Latest News

First and foremost: Light years ahead

Celebrating landmark achievements and curious quirks in the history of Ireland’s Oldest Football Club, cliftonvillefc.net today continues a new mini series reflecting on some of the trailblazing enterprises where Cliftonville have led the way.

Every week throughout the summer break, ‘First and Foremost’ will shine a spotlight on startling statistics, tall tales and magical milestones that saw the Reds play a pioneering role in the story – with Ireland’s first ever floodlit football match under today’s spotlight.

Though Distillery’s Grosvenor Park home is widely reported to have staged the maiden football match under floodlights anywhere in Ireland when they faced Burnley in December 1952, the truth is that Cliftonville had actually beaten them to it an astonishing six decades earlier.

The Whites were, coincidentally, the opposition when Solitude hosted the breakthrough occasion in April 1891.

Though electric lighting was still very much a novelty towards the end of the 19th century, Cliftonville custodians were keen to showcase Belfast as a technologically advanced city and so, shortly after the Club had officially moved into its new home, an historic 8pm friendly with Distillery was slated.

In a week where overhead cables appeared to play a key role in England’s World Cup quarter-final victory over Norway, supporters will doubtless be interested to learn that a similar operation was employed at Solitude where, as opposed to the pylons more commonly associated with the modern game, the lights were effectively hung upon wires that were hoisted high above the pitch.

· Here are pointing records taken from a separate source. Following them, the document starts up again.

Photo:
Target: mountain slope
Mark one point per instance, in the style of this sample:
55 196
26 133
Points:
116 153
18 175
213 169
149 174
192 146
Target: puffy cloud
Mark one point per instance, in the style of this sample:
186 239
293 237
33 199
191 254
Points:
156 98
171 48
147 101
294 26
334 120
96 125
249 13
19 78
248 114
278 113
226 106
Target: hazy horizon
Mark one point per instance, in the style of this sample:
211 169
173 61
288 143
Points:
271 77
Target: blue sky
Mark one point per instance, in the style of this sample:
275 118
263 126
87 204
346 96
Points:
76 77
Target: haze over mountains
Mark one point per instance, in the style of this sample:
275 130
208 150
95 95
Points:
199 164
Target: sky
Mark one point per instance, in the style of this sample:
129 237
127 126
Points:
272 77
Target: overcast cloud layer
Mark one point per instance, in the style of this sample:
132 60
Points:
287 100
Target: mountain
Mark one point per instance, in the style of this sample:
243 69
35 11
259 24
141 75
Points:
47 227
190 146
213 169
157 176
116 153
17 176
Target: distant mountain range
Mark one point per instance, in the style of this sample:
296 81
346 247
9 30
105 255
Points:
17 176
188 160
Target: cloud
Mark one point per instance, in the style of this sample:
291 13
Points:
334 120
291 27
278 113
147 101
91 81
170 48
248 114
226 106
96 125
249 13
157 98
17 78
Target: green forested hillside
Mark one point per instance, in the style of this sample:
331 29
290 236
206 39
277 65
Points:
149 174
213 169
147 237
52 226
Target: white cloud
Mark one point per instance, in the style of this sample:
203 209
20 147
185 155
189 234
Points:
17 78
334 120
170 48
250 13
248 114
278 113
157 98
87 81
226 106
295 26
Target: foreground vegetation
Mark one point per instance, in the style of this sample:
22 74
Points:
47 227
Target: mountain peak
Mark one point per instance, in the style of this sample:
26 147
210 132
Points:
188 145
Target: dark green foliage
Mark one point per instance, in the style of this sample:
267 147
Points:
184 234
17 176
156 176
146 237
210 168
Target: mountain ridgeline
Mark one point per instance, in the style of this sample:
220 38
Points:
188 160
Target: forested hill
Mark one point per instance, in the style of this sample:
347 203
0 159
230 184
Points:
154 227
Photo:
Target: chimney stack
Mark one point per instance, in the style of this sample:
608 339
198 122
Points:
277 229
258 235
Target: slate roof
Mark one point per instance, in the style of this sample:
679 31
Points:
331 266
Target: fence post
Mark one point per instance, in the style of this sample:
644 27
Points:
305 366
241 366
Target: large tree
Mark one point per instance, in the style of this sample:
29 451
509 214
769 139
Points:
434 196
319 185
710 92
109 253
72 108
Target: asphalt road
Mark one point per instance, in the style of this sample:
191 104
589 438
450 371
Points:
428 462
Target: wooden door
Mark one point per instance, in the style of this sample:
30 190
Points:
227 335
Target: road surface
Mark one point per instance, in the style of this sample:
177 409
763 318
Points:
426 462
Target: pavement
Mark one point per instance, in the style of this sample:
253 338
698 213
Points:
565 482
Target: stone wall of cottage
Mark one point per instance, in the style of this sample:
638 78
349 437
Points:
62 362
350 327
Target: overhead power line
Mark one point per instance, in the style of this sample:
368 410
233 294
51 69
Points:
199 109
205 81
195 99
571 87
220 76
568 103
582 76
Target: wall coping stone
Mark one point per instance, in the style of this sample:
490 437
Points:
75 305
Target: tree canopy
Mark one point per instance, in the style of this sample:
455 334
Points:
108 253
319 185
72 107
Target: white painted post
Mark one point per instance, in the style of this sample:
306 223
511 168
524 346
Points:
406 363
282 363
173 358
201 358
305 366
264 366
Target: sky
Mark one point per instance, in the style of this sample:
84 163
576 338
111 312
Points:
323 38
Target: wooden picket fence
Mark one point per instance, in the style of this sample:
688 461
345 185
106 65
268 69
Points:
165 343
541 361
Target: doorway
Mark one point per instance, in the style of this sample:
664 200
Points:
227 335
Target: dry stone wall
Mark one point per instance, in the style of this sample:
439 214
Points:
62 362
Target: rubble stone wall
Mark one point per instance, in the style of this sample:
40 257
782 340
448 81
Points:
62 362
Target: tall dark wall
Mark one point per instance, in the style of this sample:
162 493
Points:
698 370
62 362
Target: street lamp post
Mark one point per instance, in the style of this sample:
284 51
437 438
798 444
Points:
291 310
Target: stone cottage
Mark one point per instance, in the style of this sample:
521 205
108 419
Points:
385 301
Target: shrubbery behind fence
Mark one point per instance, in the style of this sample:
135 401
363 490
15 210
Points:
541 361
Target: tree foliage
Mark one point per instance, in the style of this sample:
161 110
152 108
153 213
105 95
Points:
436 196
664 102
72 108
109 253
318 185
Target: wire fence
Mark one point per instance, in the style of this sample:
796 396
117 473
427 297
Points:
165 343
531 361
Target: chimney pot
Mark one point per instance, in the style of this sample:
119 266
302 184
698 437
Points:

Two games were played in such conditions, with the Reds losing 4-2 to Distillery before contesting a 2-2 draw with Black Watch a few days later – however the experiment was not deemed a success on either occasion.

For, in addition to the electric lamps not being bright enough to illuminate the entire playing area once darkness struck, there was a certain comic inevitability about the weighted lights slowly but surely slinking down each cable, away from their original fixed positions, meaning that only the centre of the pitch could be seen – indeed, a contemporary report noted that “the players seemed to have all the fun in the middle”.

Spectators are understood to have found it difficult to follow the action, while the era’s dark leather footballs were often impossible to see against the night sky.

“It had been a bold experience,” continued the report, “but not a highly successful one with the public skeptical, almost contemptuous, of this enterprising project.”

Though the experiment was abandoned, it nevertheless remains yet another of Cliftonville’s key contributions to football’s development, with floodlit matches having been practically unheard of across Ireland, England or Scotland at the time, outside of a sprinkling of isolated demonstrations.

Floodlights at football grounds did not become commonplace until after World War II, with installation at many Clubs coming as late as the 1950s – shining a further light on the innovative foresight that had been shown by those in charge of the Reds some 60 years earlier.